# Do I need to file US return - technical question



## GeneM (Mar 12, 2014)

I have lived overseas for 35 years and have dual citizenship. It has only occurred to me know that I may have a US tax obligation. However, my income may be below the minimum filing requirements but interpretation is critical. Pub 54 states, "For purposes of determining whether you must file a return, gross income includes any income that you can exclude as foreign earned income or as a foreign housing mount." 

If my foreign earned income is low to zero as defined as salary and wages, commission, bonus, etc. am I exempt from filing? I understand that I cannot claim the foreign earned income exclusion of $97,600 (2013) if my income is zero but the question is "can I avoid filing" as Head of Household, age 65+ ($14,350 limit) with foreign earned income of very low to zero according to the definition of foreign earned income? 

Appreciate any advice. 

Gene


----------



## DavidMcKeegan (Aug 27, 2012)

Hi Gene,

From the sounds of things, you have a pretty good understanding of what is needed to trigger a reporting requirement. You are correct that if your earned income is above $14,350, then you will have to file a return.

If that is not the case, there may still be special circumstances which would require you to file a return. For example, if you owed taxes on a retirement plan, received distributions from a health savings account or received more than $400 in self employment income...Then you must file a return.

Hope this helps.


----------



## BBCWatcher (Dec 28, 2012)

I'm not sure I follow your question exactly, so I'll just explain the threshold.

For tax year 2013, if you're 65 or older (in 2013 or on January 1, 2014), and you would qualify to file Head of Household, you do not need to file a tax return unless your income was $14,350 or more. You completely ignore the Foreign Earned Income and Foreign Housing Exclusion when making this determination -- pretend they don't even exist. That is, yes, earned income you might exclude if you have to file does count toward the $14,350 figure. Tally up all your income, from all sources, and if you hit $14,350 then file -- whereupon you may owe zero tax or even, better yet, get a refundable tax credit.

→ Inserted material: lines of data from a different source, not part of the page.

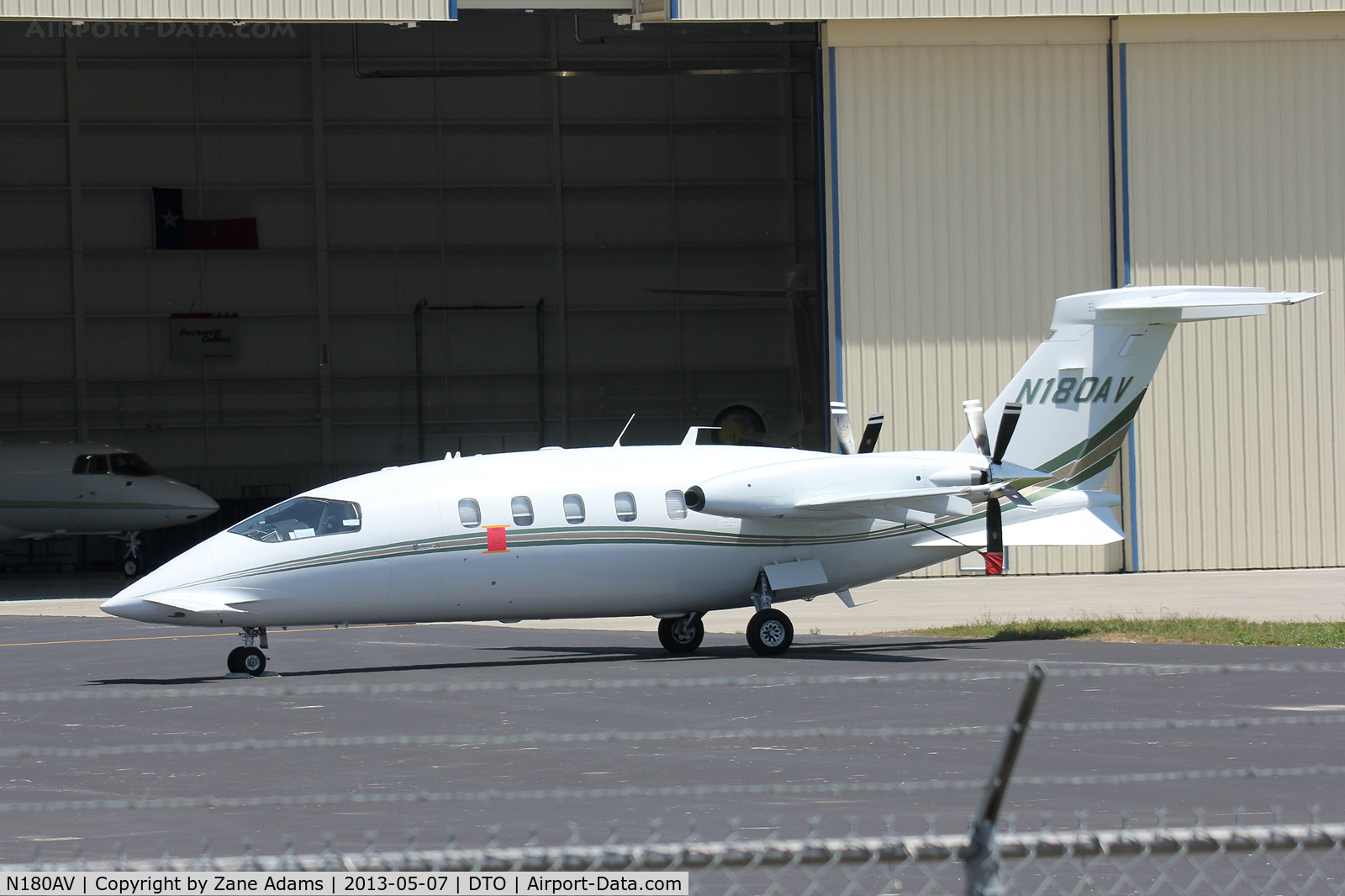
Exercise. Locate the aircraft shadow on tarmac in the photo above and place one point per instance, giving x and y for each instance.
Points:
(869, 651)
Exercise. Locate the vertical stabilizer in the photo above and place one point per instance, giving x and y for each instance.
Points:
(1080, 389)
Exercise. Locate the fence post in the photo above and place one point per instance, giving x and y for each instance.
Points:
(982, 860)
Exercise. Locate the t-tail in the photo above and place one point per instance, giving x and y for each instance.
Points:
(1083, 385)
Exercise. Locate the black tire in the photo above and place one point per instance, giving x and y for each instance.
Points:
(770, 633)
(252, 661)
(681, 636)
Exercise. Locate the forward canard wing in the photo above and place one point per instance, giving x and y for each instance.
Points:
(206, 600)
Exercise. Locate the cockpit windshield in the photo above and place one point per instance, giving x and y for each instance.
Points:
(302, 519)
(120, 465)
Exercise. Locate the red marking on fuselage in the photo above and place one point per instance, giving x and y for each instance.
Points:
(495, 540)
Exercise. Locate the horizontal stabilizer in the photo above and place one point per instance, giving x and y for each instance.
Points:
(1078, 528)
(1196, 303)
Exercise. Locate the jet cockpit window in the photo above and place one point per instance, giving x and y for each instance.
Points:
(302, 519)
(522, 510)
(129, 466)
(91, 465)
(470, 513)
(121, 465)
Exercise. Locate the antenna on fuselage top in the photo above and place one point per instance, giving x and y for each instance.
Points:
(618, 443)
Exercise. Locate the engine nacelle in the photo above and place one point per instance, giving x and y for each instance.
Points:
(773, 492)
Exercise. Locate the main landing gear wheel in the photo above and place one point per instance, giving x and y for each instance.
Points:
(246, 661)
(681, 635)
(770, 633)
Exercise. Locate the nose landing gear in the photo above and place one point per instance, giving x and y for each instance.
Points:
(248, 661)
(683, 635)
(134, 562)
(770, 631)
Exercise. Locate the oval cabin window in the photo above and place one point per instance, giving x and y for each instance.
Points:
(522, 509)
(470, 513)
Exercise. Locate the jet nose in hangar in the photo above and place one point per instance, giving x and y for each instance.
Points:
(131, 607)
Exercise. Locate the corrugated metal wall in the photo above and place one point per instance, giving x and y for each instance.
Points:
(373, 197)
(972, 185)
(1237, 177)
(836, 10)
(226, 11)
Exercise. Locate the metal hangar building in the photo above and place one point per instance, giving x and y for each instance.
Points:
(421, 226)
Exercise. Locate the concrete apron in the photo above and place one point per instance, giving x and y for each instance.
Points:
(900, 604)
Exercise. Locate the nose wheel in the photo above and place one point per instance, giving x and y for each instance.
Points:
(248, 661)
(134, 562)
(770, 633)
(681, 635)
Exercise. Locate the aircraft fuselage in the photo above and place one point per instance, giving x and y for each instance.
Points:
(627, 546)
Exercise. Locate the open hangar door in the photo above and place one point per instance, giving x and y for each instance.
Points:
(441, 262)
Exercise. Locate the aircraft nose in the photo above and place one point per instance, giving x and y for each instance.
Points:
(131, 607)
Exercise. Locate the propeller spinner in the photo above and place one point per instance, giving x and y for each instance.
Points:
(995, 472)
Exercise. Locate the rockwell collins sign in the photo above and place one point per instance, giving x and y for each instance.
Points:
(199, 335)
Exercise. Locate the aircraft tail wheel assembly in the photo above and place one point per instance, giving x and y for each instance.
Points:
(248, 661)
(683, 635)
(770, 633)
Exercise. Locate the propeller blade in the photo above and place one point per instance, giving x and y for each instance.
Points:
(1015, 497)
(1008, 423)
(977, 423)
(871, 434)
(994, 539)
(841, 423)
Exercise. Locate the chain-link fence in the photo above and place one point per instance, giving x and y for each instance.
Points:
(1250, 858)
(990, 858)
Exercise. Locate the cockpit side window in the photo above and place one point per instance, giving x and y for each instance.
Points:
(302, 519)
(129, 466)
(91, 465)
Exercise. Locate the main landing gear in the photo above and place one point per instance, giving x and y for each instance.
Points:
(770, 631)
(683, 635)
(248, 661)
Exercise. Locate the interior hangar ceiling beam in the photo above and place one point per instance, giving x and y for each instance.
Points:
(228, 13)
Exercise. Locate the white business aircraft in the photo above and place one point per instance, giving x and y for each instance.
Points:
(679, 530)
(85, 488)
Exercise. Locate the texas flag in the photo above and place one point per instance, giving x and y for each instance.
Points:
(174, 230)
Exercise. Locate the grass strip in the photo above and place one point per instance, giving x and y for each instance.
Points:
(1168, 630)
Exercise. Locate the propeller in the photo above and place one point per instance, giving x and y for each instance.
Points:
(845, 436)
(871, 434)
(994, 461)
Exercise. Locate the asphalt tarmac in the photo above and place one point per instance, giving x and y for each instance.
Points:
(101, 656)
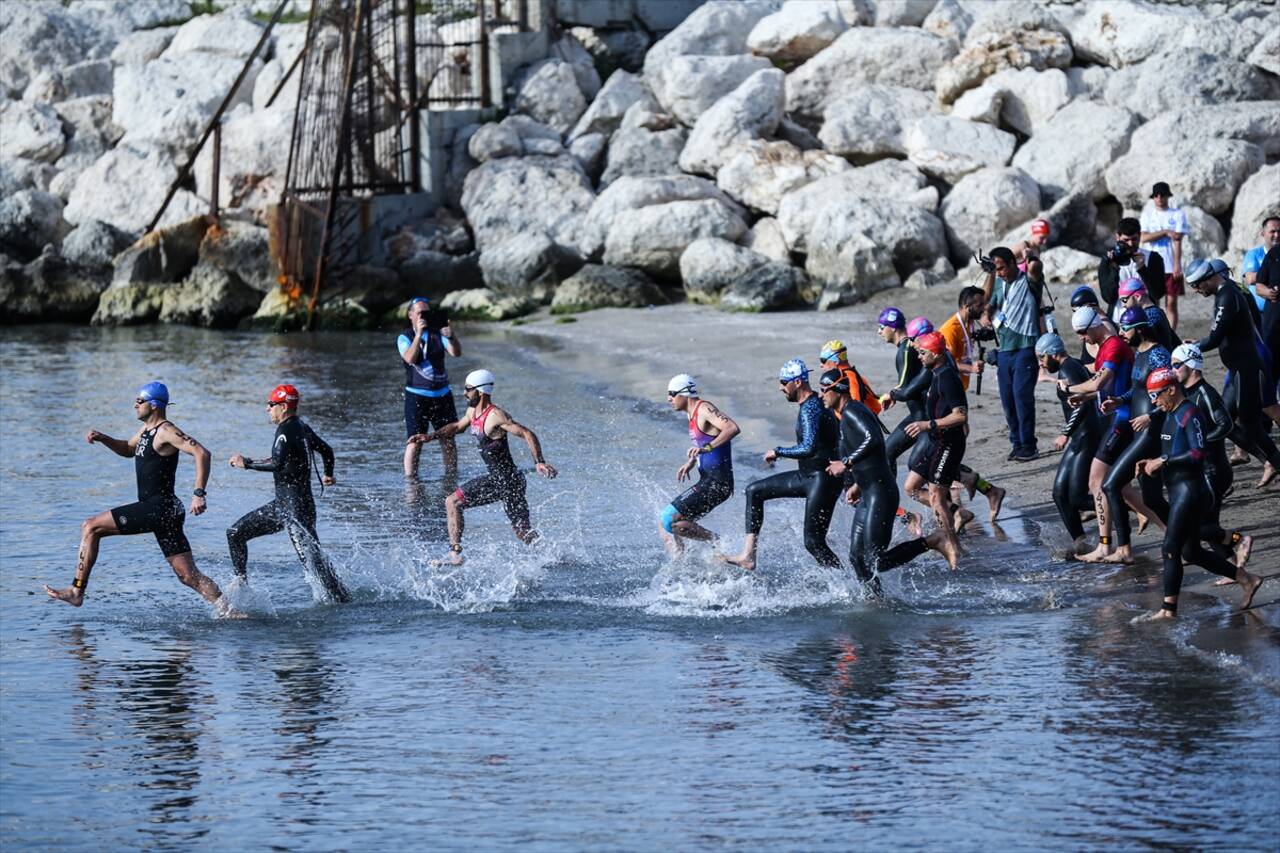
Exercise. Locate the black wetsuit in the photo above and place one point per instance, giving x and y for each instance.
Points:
(938, 461)
(158, 509)
(862, 447)
(1235, 336)
(1183, 450)
(293, 509)
(1083, 430)
(913, 384)
(817, 443)
(1143, 446)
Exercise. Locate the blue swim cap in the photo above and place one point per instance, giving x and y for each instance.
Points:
(792, 369)
(156, 393)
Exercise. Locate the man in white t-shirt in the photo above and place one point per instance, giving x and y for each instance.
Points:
(1162, 229)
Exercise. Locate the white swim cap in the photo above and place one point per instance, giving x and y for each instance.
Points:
(682, 386)
(481, 381)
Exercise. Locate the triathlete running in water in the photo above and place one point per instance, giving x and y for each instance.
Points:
(817, 443)
(1078, 441)
(293, 509)
(711, 433)
(503, 480)
(155, 450)
(863, 460)
(1182, 464)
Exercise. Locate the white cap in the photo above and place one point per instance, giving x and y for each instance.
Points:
(682, 386)
(481, 381)
(1086, 318)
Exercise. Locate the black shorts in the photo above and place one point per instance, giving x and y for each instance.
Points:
(704, 496)
(161, 515)
(423, 411)
(490, 488)
(938, 463)
(1116, 438)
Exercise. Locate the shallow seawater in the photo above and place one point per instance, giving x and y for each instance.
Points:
(588, 692)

You can file even if you're not required to, and for the reason I just described that might be a very good idea, specifically to claim the Earned Income Tax Credit and/or Additional Child Tax Credit if you're eligible. You may not be, though, and you cannot take the FEIE (but can take the Foreign Tax Credit) if you're trying to claim the EITC and/or ACTC. But it's worth a quick read through the rules for those two credits to see if you've got a shot at qualifying.

One final wrinkle. If your earned income was from self employment, and if your earned income was (I think) $400 or more, then you're required to file in order to pay the U.S. self-employment tax. Though there might be a rule that gets you off the hook for this if you're 65 or older -- not sure about that. South Africa doesn't have a Social Security treaty with the U.S. as far as I know, so that doesn't get you off the hook. But age might -- check me on that. If you worked for an employer, then no worries here.


----------



## GeneM (Mar 12, 2014)

Hi David and BBCWatcher,
Thanks for you reply. I will try to expand on my issue.

I used the Pub 54 quote on page 3 regarding foreign earned income for a reason. It references non filing by describing gross income using the "foreign earned income exclusion.as described above and the various thresholds based on ones circumstances. Earned and Unearned are later described in Pub 54. I believe that sentence infers "earned income" and not "unearned income" therefore if my "earned income" is less than the threshold I'm assuming I do not have to file if at zero or close to it But again my interpretation could be wrong.


----------



## BBCWatcher (Dec 28, 2012)

Your interpretation is wrong. 

Just tally your income from all sources, earned and unearned, compare it to the threshold figure, and file if at or above the threshold. Simple.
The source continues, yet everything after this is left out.